Short Biography

Susan L. Graham is the Pehong Chen Distinguished Professor of Electrical Engineering and Computer Science Emerita at the University of California, Berkeley. Her research spans many aspects of programming language implementation, software tools, software development environments, and high-performance computing.  As a participant in the Berkeley Unix project, she and her students built the Berkeley Pascal system and the widely used program profiling tool gprof. Their paper on that tool was selected for the list of best papers from twenty years of the Conference on Programming Language Design and Implementation (1979-1999). She has done seminal research in compiler code generation and optimization.  She and her students have built several interactive programming environments, yielding a variety of incremental analysis algorithms.  Her most recent projects were the Titanium system for language and compiler support of explicitly parallel programs and the Harmonia framework for high-level interactive software development.

 

Professor Graham received an A.B. in mathematics from Harvard University and M.S. and Ph.D. degrees in Computer Science from Stanford University. She is a member of the National Academy of Engineering and a fellow of the Association for Computing Machinery, the American Association for the Advancement of Science, and the American Academy of Arts and Sciences.

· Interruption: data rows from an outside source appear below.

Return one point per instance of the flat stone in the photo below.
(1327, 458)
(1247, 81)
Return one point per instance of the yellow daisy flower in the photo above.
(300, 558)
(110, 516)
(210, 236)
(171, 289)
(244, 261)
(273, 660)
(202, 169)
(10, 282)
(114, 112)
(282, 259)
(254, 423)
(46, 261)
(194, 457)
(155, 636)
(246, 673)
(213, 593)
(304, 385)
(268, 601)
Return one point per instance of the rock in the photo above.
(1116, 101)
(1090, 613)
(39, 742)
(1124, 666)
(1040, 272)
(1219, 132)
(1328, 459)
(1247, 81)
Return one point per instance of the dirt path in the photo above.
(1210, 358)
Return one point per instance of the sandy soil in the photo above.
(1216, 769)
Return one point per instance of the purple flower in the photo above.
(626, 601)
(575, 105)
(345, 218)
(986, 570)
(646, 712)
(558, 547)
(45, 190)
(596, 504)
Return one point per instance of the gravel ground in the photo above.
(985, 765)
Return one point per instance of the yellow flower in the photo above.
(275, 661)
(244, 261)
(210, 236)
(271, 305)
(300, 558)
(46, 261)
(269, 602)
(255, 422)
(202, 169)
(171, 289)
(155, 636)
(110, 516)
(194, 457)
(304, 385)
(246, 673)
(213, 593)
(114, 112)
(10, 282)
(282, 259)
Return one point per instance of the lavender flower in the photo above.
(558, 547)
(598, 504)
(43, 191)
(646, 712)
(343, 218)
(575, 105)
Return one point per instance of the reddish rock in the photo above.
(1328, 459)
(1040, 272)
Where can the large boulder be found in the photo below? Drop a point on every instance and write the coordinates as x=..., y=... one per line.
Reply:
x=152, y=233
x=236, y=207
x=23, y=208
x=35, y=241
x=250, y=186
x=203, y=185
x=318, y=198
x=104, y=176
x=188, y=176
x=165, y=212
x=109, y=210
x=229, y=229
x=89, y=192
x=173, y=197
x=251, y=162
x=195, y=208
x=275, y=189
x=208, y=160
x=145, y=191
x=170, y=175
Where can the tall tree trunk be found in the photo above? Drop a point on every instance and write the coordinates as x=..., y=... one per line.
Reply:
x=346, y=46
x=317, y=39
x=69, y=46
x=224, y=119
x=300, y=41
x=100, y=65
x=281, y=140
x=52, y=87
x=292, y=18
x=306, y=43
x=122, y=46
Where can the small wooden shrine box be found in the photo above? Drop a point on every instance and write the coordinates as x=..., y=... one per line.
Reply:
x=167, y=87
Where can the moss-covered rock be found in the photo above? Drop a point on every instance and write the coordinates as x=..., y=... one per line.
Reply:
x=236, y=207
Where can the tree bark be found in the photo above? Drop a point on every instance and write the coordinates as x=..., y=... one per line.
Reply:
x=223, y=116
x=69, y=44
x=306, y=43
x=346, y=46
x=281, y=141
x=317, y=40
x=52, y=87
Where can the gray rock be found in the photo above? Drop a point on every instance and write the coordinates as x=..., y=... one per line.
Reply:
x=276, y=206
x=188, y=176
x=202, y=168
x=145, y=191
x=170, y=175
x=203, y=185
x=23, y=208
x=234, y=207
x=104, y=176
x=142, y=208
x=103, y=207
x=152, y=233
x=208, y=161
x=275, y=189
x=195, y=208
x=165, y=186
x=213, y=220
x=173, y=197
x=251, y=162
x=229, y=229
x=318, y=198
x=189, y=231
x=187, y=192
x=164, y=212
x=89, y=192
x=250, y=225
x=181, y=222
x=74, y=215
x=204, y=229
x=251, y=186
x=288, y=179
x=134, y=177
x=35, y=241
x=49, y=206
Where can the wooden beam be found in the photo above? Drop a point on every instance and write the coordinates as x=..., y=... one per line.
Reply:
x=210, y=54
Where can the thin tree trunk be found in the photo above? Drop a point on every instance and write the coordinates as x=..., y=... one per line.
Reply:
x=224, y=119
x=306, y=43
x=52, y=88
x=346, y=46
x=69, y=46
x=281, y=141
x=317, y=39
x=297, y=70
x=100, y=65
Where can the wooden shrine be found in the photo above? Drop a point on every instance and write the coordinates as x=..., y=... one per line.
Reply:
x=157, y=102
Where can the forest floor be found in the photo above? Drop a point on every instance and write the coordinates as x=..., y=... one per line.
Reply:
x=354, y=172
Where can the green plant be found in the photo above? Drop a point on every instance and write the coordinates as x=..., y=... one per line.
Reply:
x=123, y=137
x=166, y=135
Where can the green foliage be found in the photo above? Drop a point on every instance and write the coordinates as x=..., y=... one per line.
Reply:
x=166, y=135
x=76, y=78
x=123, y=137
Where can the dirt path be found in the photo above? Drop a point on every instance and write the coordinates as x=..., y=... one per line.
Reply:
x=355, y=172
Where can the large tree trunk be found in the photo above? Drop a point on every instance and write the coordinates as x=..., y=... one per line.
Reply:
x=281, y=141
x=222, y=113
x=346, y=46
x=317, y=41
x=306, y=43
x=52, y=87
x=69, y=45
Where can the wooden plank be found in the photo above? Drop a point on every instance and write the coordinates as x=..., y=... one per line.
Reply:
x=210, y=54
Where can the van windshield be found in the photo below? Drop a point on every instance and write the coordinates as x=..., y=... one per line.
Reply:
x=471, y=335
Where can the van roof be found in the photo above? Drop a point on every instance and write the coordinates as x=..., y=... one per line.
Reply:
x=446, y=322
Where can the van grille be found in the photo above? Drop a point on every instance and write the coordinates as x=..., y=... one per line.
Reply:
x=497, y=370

She was the founding editor-in-chief of the ACM Transactions on Programming Languages and Systems.  Among her awards are the ACM SIGPLAN Career Programming Language Achievement Award (2000), the ACM Distinguished Service Award (2006),  the Harvard Medal (2008), the IEEE von Neumann Medal (2009), the Berkeley Citation (2009), and the ACM/IEEE Ken Kennedy Award (2011).

 

She has served on numerous advisory committees. She was a member of the U.S. President’s Information Technology Advisory Committee (PITAC) from 1997 to 2003.  She served as the Chief Computer Scientist for the NSF-sponsored National Partnership for Advanced Computational Infrastructure (NPACI) from 1997 to 2005.  She co-chaired a National Research Council study on the Future of Supercomputing.  She was a member of the Harvard Board of Overseers from 2001 to 2007 and was President in 2006-2007. She was vice-Chair and then Chair of the Council of the NSF-sponsored Computing Community Consortium. She currently serves as a member of the President’s Council of Advisors on Science and Technology (PCAST), as a member of the Harvard Corporation, as the Vice-chair and Treasurer of the Board of Trustees of Cal Performances, and as a member of the Board of Overseers of the Curtis Institute of Music.